In article ,
John Ferrell wrote:
I have been successful at modeling and then constructing transmitter
matching circuits at low power with common sizes of capacitors. Now I
want to move up to the 1 KW power level. Inductors are easy enough to
homebrew but capacitors are both expensive and scarce. Anyone have
ideas or maybe experience in this area?
DigiKey has a good selection of High Voltage units (3 KV Plus) at
modest cost but considering their size and the losses expected in the
capacitors I don't think they can dissipate the heat...
People working on "small magnetic loop" transmitting antennas have
developed some homebrew approaches. These antennas present a highly
inductive feedpoint impedance, and must be tuned to a high-Q match
using a variable capacitor which can stand off very high voltages.

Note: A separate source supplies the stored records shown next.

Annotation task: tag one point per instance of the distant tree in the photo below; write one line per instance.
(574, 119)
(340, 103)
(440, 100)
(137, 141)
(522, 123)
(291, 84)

I've seen at least three types described:
(1) "Trombone" capacitors. These typically consist of a U-shaped
piece of copper pipe (adjustable element), whose ends slide into
two longer pieces of larger-diameter pipe that act as the
connection terminals for the capacitor. The sliding pipe is
insulated from the outer pipe - its ends are wrapped in sheets of
a suitable dielectric (Teflon or Kapton sheet is often used). The
cap can be adjusted by sliding the U in or out of the terminal
pieces... often done via a worm-gear motor drive, attached to the
center of the bottom of the U.
(2) "Butterfly" capacitors... two stator plates, one completely-
insulated rotor plate, and suitable dielectric insulation sheets
between them.
(3) "Sliding glass sheet" capacitors... plate glass dielectric, with a
fixed metal sheet sitting below (as one terminal) and a metal
sheet glued to the top of the glass (as the other terminal).
Slide the glass sheet back and forth on the bottom metal sheet to
vary the capacitance. Researching the dielectric and high-voltage
properties of leaded window glass, borosilicate glass (Pyrex and
similar), acrylic, polycarbonate, and Teflon sheets might be
worthwhile.
Other (non-homebrew, but available-surplus) choices are large-gap air
variable caps, and "doorknob" fixed-value transmitting capacitors. The
former are often known as "cheese slicers"... and I've actually seen
some people home-brew them, using either sheet aluminum or brass, or
copper-clad PCB material for the stator and rotor plates.